Lilly - No, Lilly isn't our goat, but we've been taking responsibility for her a lot lately. I don't want to say a lot of bad things about our neighbors, but lets just say that they have no memory (or other brains for that matter). To make a long story short, Lilly got sick because they were just feeding her big bowls of oats and alfalfa pellets three times a day, and her milk production dropped way off. Now, she never gave much milk to begin with since she doesn't come from good milk lines, but the amount we were getting was cut in half. My mom finally got it into their heads that if they didn't fix what she was going to eat. So, Lilly went on a diet. Milk production was completely shot by that time, so we still are hardly getting anything. We are thinking of breeding her too, because does always give more milk their second freshening.

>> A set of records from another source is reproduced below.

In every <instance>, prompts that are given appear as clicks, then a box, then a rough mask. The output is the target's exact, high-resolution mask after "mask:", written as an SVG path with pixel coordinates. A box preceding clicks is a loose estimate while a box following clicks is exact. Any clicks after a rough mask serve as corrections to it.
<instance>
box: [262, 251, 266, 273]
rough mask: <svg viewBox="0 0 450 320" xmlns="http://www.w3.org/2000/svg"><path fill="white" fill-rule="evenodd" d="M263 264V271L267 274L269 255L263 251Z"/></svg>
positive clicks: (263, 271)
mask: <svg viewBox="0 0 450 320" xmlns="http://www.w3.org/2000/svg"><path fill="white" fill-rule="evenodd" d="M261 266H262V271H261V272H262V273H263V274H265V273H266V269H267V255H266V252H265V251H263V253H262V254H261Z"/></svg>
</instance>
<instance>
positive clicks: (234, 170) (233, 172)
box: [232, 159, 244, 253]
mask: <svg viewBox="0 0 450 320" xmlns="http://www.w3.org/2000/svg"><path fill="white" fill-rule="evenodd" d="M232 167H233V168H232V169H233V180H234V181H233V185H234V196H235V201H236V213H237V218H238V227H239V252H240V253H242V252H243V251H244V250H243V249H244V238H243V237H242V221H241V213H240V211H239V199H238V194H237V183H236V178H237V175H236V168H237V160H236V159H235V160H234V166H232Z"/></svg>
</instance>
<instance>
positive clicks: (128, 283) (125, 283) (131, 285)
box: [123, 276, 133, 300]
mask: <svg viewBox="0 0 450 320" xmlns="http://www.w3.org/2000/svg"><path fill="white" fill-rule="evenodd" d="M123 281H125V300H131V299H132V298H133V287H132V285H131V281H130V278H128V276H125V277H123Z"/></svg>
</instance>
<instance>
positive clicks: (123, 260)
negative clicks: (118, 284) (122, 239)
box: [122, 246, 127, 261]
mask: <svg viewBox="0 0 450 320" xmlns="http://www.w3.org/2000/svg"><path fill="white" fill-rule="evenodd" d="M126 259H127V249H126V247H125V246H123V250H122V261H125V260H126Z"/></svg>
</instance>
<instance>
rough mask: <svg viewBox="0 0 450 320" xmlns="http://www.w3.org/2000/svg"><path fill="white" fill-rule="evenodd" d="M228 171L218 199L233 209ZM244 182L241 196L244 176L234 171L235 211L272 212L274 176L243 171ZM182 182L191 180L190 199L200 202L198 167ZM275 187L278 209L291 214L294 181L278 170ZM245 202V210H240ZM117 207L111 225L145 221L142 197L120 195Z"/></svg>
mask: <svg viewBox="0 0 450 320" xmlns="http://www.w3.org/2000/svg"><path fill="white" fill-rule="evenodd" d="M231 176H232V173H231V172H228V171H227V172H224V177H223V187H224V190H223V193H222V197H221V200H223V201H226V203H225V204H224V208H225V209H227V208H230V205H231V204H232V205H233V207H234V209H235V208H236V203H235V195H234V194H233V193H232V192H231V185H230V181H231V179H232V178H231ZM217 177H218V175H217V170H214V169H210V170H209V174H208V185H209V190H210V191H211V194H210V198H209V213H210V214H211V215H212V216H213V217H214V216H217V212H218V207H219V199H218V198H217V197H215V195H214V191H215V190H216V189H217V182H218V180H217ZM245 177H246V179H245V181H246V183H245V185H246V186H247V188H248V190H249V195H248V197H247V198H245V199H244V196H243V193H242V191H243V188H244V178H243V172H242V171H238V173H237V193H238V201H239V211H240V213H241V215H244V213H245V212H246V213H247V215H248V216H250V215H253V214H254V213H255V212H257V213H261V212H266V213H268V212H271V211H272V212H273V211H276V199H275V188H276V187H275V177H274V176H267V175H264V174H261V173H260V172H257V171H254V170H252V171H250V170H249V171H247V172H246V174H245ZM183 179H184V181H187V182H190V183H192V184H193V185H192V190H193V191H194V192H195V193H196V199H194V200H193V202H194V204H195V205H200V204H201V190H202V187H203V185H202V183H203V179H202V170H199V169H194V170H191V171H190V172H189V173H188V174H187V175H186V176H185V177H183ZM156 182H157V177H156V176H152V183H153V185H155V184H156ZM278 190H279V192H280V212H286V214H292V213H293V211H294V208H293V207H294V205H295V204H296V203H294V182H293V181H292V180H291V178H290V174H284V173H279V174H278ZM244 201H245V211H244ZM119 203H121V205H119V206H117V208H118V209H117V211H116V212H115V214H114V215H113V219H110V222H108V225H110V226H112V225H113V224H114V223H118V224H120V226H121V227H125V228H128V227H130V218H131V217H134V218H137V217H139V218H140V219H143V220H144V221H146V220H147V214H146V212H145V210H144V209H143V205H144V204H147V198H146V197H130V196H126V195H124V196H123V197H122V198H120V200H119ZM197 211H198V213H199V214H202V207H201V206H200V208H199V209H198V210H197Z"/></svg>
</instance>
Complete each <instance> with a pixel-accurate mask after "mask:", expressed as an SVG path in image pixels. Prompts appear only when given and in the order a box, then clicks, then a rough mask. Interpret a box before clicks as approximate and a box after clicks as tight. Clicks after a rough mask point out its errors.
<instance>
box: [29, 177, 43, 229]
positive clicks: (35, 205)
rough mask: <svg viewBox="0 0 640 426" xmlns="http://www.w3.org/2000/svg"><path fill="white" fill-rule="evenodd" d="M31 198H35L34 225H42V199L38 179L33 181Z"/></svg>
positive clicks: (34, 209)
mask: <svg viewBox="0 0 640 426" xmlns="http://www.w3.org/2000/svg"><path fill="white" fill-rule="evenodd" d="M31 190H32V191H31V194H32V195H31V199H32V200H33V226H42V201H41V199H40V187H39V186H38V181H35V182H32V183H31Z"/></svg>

        So that's what's been going on with our Capricorns. Breeding will probably be held off until Autumn, so I'll just content myself with taking them for walks and snuggling them. As much as I LOVE goat babies, I can wait. ;)



  1. We always disbud rather than band the horns. We do it when the babies are 4-6 days old. It's not pleasant but at least it's over and done QUICK! I've never had any problems beyond a baby accidentally knocking his/her scab off and having some blood (which is easily stopped with some blood stopper powder). I'd HIGHLY recommend that route next time :)

    1. Yeah, I think that's what we'll end up doing with our babies. Thorin was too old by the time I got him, but I like that it's so fast to use the disbudding iron. My friends do that and they said that the babies scream bloody murder while you're doing it but when they go back with their moms and nurse for a bit they're fine. Sounds a lot better to me!

  2. Years ago we used to have a big herd of about 20 goats. I can remember when it was time to disbud was not fun at all!